Quand on a souffert du regard des autres...

Publié le 26 novembre 2010 par Marinathel
Quand on a souffert du regard des autres, après un accident -- qu’il soit mécanique (agent extérieur comme voiture, chute, choc, suite de violences, etc…) ou physique (agent intérieur, maladie congénitale ou apparue au cours des années, AVC, etc…) -- ce souvenir ne vous quitte jamais. Même si le temps, au fil des années écoulées, a réparé, avec plus ou moins de une grande partie des dégâts.
Le désir de tendre la main à une personne qui a subi un traumatisme de ce genre ne m’a jamais quitté, depuis ma rupture d’anévrisme.
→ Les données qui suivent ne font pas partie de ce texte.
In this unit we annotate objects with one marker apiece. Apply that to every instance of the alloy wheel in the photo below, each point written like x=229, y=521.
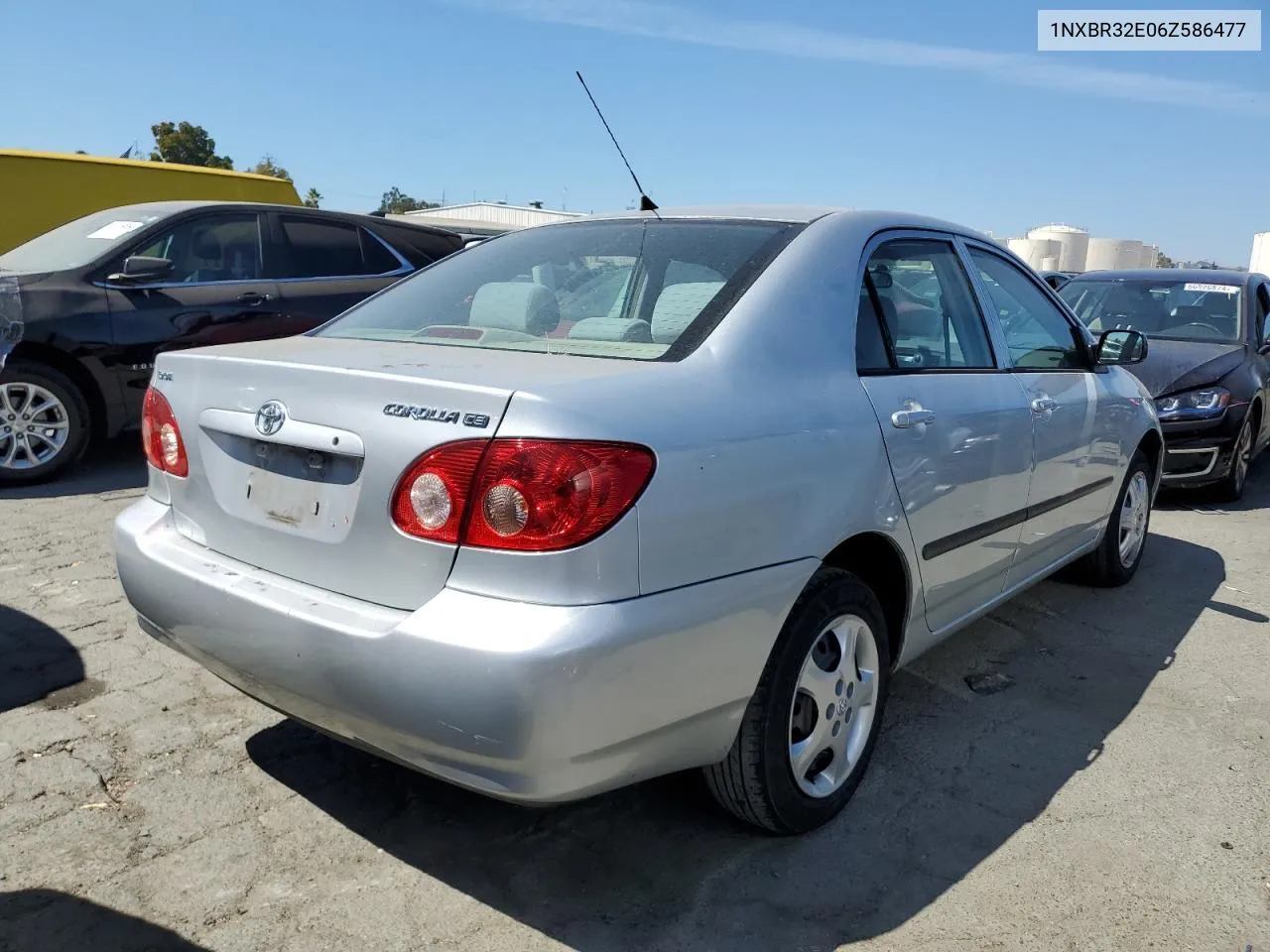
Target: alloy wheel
x=35, y=425
x=1134, y=512
x=834, y=705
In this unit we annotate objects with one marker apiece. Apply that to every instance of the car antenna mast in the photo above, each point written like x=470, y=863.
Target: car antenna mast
x=645, y=203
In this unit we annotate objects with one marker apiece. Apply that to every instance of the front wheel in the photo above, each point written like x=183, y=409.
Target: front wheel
x=813, y=720
x=1119, y=553
x=1230, y=489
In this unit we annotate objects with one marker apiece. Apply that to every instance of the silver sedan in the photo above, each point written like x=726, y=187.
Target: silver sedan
x=601, y=500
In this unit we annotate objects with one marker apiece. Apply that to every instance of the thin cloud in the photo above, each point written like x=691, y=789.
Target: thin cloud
x=668, y=22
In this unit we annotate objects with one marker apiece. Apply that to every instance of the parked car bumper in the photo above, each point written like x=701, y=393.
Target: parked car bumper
x=531, y=703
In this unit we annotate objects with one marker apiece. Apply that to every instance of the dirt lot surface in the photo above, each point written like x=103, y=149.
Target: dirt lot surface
x=1114, y=796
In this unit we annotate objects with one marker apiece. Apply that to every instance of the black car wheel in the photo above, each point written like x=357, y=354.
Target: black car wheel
x=44, y=422
x=1230, y=488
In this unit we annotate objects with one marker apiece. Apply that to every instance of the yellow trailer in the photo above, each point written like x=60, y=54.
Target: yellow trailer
x=40, y=190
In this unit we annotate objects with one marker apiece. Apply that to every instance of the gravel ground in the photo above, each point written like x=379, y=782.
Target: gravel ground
x=1114, y=796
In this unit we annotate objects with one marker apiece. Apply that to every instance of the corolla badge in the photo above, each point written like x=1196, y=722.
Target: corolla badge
x=270, y=417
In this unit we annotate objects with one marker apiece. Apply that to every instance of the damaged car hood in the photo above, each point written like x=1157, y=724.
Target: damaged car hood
x=1174, y=366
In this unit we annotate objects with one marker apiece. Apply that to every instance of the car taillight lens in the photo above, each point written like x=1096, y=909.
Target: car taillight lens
x=160, y=435
x=431, y=497
x=530, y=495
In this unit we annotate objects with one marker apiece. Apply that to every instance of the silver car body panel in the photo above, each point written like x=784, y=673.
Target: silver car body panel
x=548, y=675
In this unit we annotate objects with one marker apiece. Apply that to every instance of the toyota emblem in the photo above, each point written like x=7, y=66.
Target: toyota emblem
x=270, y=417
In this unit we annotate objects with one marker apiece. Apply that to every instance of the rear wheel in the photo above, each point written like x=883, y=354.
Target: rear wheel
x=1119, y=553
x=44, y=422
x=813, y=720
x=1230, y=489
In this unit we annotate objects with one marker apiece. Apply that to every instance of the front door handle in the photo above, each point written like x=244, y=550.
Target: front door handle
x=1044, y=405
x=911, y=416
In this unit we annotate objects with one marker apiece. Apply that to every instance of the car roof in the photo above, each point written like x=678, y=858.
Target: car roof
x=794, y=213
x=175, y=206
x=1206, y=276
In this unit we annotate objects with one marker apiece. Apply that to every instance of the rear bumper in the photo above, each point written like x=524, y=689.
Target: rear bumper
x=532, y=703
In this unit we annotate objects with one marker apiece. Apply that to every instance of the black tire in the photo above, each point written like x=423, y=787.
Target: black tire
x=1103, y=567
x=756, y=782
x=1230, y=488
x=79, y=424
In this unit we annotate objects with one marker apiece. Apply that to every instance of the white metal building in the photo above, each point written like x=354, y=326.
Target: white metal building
x=1112, y=254
x=1042, y=254
x=1074, y=244
x=480, y=217
x=1260, y=261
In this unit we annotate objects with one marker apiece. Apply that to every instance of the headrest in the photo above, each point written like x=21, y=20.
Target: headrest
x=679, y=304
x=207, y=245
x=627, y=329
x=1189, y=312
x=515, y=304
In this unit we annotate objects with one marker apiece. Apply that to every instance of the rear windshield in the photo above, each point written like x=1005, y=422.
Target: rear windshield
x=630, y=289
x=79, y=243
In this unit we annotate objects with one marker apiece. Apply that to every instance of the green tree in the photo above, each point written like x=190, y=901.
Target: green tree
x=397, y=202
x=186, y=145
x=267, y=167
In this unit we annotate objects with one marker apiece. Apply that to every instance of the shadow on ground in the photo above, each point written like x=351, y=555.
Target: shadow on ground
x=953, y=777
x=114, y=466
x=44, y=920
x=36, y=660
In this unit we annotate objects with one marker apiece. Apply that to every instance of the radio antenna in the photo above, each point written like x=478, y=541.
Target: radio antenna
x=645, y=203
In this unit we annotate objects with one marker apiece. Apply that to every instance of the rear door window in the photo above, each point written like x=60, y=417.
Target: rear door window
x=324, y=249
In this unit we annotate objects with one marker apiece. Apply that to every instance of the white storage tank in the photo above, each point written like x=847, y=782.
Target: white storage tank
x=1260, y=262
x=1112, y=254
x=1035, y=250
x=1074, y=244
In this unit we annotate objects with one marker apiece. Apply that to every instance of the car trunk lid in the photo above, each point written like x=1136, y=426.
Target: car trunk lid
x=294, y=461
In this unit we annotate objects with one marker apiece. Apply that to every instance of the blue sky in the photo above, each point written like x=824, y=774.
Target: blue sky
x=939, y=108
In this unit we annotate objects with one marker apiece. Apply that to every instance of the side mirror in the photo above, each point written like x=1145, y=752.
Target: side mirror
x=139, y=268
x=1120, y=347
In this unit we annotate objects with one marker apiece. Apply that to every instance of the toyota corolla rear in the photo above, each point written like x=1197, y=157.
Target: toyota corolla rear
x=418, y=529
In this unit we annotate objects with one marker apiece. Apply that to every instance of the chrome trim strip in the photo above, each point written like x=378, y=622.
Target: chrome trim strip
x=1206, y=471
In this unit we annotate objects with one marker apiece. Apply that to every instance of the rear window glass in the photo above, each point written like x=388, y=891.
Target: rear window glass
x=630, y=289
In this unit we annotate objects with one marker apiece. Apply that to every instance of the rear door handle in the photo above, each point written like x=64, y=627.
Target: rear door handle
x=911, y=416
x=1044, y=405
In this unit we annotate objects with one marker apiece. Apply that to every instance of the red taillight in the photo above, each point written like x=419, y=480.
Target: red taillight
x=530, y=495
x=431, y=497
x=160, y=435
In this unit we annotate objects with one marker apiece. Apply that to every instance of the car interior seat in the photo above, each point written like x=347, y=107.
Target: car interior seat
x=512, y=304
x=206, y=248
x=679, y=304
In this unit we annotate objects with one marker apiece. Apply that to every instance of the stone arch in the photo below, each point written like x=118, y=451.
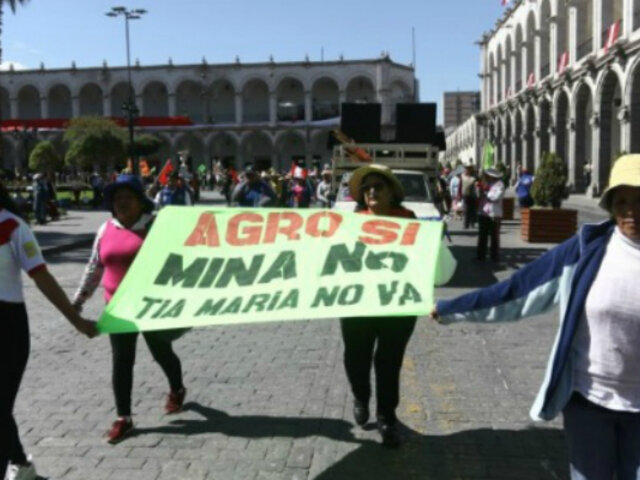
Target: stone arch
x=222, y=101
x=224, y=147
x=583, y=113
x=119, y=97
x=255, y=101
x=193, y=145
x=59, y=102
x=290, y=100
x=361, y=89
x=609, y=100
x=29, y=107
x=90, y=98
x=584, y=22
x=257, y=148
x=290, y=146
x=155, y=99
x=325, y=98
x=189, y=102
x=544, y=17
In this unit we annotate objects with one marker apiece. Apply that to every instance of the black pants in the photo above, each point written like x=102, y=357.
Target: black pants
x=360, y=336
x=470, y=211
x=123, y=346
x=14, y=352
x=488, y=227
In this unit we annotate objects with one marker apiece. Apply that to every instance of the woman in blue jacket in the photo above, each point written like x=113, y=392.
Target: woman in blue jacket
x=593, y=374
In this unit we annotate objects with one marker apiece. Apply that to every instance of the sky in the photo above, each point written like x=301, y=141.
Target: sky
x=57, y=32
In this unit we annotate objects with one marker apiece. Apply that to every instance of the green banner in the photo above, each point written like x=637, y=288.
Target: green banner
x=212, y=266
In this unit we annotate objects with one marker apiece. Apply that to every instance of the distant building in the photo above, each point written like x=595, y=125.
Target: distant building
x=459, y=106
x=266, y=113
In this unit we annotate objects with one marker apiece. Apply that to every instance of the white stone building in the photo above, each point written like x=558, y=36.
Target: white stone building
x=563, y=76
x=269, y=113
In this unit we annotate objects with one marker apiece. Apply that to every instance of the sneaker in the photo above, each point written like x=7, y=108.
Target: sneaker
x=360, y=412
x=120, y=430
x=22, y=472
x=389, y=434
x=175, y=400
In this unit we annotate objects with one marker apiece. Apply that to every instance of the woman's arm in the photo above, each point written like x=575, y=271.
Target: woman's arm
x=51, y=289
x=92, y=273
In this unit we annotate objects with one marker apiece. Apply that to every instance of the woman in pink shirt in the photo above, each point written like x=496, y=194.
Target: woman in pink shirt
x=117, y=243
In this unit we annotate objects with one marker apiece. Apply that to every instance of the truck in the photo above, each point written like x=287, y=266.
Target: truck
x=415, y=165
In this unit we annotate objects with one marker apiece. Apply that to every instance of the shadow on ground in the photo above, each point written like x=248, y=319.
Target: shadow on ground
x=479, y=454
x=533, y=454
x=253, y=426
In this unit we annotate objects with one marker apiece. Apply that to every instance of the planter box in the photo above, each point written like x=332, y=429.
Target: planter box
x=507, y=208
x=548, y=225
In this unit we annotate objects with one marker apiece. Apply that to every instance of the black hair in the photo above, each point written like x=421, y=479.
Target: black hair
x=7, y=202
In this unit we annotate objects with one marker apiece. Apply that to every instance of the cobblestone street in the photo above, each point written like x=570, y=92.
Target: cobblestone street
x=271, y=401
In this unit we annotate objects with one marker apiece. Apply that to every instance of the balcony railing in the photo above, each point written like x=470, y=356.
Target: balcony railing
x=585, y=48
x=290, y=112
x=324, y=110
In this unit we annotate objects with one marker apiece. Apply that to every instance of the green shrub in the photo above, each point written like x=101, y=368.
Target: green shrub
x=550, y=184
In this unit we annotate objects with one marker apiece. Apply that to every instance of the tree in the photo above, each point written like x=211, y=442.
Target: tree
x=44, y=158
x=549, y=187
x=95, y=142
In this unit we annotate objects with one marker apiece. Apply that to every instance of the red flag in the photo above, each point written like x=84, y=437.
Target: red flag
x=612, y=35
x=163, y=176
x=564, y=62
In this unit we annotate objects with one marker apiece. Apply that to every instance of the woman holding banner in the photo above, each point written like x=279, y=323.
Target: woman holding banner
x=117, y=243
x=592, y=373
x=19, y=251
x=381, y=340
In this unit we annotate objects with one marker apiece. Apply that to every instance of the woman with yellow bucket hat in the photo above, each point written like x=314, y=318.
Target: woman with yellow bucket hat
x=592, y=376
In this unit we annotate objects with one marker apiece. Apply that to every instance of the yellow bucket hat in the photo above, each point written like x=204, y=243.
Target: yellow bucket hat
x=625, y=173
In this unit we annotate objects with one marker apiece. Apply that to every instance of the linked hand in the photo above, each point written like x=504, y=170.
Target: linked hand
x=86, y=327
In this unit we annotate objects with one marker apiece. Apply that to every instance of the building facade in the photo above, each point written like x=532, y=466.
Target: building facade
x=458, y=107
x=563, y=76
x=269, y=113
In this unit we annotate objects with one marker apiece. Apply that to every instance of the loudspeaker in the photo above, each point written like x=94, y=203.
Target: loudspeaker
x=416, y=123
x=361, y=121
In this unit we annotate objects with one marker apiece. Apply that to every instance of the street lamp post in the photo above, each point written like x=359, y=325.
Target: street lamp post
x=130, y=105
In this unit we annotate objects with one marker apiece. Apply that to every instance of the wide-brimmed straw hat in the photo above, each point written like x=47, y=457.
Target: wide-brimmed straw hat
x=493, y=173
x=625, y=173
x=133, y=183
x=356, y=180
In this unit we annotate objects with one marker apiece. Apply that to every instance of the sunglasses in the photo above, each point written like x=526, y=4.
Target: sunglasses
x=378, y=187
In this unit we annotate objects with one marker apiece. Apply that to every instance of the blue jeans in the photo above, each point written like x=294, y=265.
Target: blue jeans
x=603, y=444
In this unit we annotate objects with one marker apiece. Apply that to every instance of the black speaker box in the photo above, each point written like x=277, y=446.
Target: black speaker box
x=361, y=121
x=416, y=123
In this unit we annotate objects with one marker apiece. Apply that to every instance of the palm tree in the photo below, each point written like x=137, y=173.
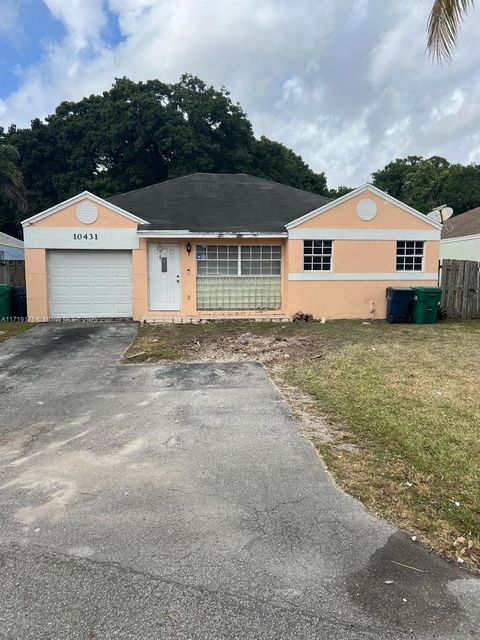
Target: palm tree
x=443, y=26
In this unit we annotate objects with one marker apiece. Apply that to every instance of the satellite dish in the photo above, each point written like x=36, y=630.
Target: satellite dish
x=441, y=214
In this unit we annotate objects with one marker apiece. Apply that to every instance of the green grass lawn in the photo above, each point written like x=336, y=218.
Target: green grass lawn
x=401, y=404
x=10, y=329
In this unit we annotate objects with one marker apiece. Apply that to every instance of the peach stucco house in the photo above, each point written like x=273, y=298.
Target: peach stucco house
x=224, y=245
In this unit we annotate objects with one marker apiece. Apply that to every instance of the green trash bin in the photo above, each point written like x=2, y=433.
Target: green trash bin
x=5, y=301
x=425, y=304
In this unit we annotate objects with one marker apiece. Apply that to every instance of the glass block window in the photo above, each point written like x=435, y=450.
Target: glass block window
x=232, y=260
x=259, y=293
x=213, y=260
x=317, y=255
x=261, y=261
x=410, y=255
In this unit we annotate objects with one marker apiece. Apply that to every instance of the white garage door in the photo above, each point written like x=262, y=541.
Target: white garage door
x=90, y=284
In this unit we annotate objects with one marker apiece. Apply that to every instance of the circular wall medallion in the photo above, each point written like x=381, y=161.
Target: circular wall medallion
x=366, y=209
x=86, y=212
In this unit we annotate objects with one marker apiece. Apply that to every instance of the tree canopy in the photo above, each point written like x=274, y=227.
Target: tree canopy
x=140, y=133
x=426, y=183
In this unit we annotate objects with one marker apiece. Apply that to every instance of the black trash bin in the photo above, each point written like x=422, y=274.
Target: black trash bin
x=19, y=303
x=399, y=304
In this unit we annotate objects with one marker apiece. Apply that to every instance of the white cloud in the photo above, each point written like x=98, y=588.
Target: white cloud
x=346, y=84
Comme celui, aussi, de la faire sortir de ce processus infernal qui la maintient dans le monde du handicap ! Retour à la vie normale, dans le monde des "non handicapés", avec ce handicap non pas "brandi en étendard", mais "assumé", sans ostentation, mais sans honte aucune.
Maintenir les personnes dans le monde des handicapés est une grave erreur. La personne handicapée tourne en rond dans ce cercle infernal du "val sans retour", un univers où le "nombrilisme" est roi, l’ego devenant surdimensionné, quant à ses propres souffrances, supposées ou réelles. Et ce, par une introspection journalière, aussi malsaine qu’erronée, qui fait du "moi", le seul terrien fréquentable, et des autres, des aliens venus de la planète mars !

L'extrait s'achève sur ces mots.